Но все это фантазии будущего. Пока – ужасная, мрачная действительность. И нет ниоткуда ни проблеска утешения.
В это время вошел как раз Голицын. Александру надо было говорить с кем-нибудь, — все равно с кем. Он взял его за руку, посадил возле себя и сказал:
– Если б ты знал, как скорбит моя душа. И нет утешения.
Голицын помедлил, как будто не решался сказать сразу, но потом решился:
– Есть, государь.
– Что же?
– Есть одна книга. Она меня спасла. Быть может, спасет и вас.
– Какая книга?
– Старая. Но вам она, как и мне, мало знакома.
– Назови.
– Библия.
Государь встал и, по своему обыкновению, начал ходить по комнате. Больше они к этому вопросу не возвращались.
Но в тот же день, когда Голицын уехал, он прошел в покои императрицы и спросил у нее:
– Дайте мне Библию
Императрица не удивилась и подала ему.
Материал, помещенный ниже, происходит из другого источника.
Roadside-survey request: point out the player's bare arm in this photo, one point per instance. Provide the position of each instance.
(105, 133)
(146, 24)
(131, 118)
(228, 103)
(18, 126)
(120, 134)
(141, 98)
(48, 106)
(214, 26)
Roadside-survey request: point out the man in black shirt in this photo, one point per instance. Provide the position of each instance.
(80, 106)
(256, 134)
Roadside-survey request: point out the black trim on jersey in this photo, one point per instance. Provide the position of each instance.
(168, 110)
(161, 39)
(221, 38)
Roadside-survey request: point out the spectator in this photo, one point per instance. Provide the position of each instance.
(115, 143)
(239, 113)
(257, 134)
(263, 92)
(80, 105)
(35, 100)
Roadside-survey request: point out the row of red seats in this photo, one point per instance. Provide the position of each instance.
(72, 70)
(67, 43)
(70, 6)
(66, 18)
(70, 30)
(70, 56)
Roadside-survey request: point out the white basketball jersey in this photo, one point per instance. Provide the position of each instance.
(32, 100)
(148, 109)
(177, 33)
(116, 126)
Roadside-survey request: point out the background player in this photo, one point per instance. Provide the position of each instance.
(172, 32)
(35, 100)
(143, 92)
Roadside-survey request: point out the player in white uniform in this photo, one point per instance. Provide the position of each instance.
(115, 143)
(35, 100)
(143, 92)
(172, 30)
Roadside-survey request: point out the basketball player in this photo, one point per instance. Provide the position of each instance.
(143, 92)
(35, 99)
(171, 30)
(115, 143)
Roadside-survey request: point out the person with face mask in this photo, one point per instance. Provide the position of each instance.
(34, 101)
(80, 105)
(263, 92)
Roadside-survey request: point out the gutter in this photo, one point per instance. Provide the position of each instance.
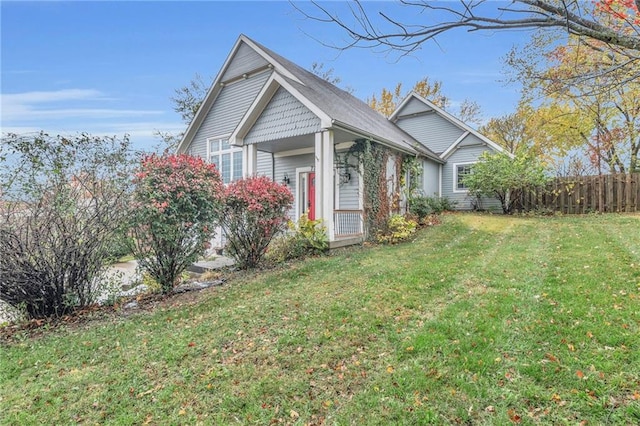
(388, 143)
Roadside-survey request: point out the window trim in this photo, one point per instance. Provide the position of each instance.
(455, 176)
(231, 150)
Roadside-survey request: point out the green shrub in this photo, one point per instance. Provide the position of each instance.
(399, 229)
(440, 204)
(420, 206)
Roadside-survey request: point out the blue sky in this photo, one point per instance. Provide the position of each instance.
(111, 67)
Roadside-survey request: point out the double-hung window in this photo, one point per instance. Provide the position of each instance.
(227, 158)
(460, 171)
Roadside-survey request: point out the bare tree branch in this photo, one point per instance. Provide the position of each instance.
(474, 15)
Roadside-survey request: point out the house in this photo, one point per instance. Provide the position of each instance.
(265, 115)
(457, 145)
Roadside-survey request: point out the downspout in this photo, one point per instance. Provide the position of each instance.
(440, 180)
(273, 167)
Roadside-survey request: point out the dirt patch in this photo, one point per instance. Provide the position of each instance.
(29, 329)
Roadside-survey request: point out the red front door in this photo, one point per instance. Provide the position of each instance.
(311, 200)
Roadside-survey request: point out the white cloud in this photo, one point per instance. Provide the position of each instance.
(72, 111)
(38, 106)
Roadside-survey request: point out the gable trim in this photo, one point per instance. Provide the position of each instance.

Он взял томик, прошел к себе и, пододвинув четырехсвечник с восковыми свечами, стал читать. В окно застучал дождик. Вошел камердинер и подложил дров в потухающий камин. Рука государя протянулась к карандашу, что всегда лежал на своем месте, и отчеркнула поразившее его место. Огонь разгорелся и играли на политуре столов и кресел, засверкал красным бликом на высоком лбу государя. Камердинер опять вошел. Он поставил между царем и камином экран и заслонил его от света. Потом вошел еще позднее и поставил перед государем чашку с чаем и двумя поджаренными гренками. Часы ударили десять. Ветер усилился, дождь зазвенел сильнее в стекла. Темнота за окнами сгустилась. Камин догорел. Свечи убавились более, чем наполовину. А он все читал и читал.
Пробило полночь. Он встал, подошел к окну и раздернул занавеску. За темными силуэтами деревьев по ту сторону реки в ночной мгле рисовалось отдаленное зарево. Государь вздрогнул.
- Что это? – спросил он камердинера, вошедшего на шум отодвинутого кресла.
Тот заглянул в окно.
– Где-нибудь горит, ваше величество! – сказал он.
– А где?
– Далеко. В Юкках или Токсове, — может быть, за Парголовом.
И он прошел в спальню все приготовить государю к ночи. А Александр все стоял у окна и смотрел на разгоравшееся зарево.
Сегодня в его душе произошел поворот. Новое чувство какой-то детской веры охватило его. Пожар Москвы вдруг осветил его душу, и он увидел ее в новом свете.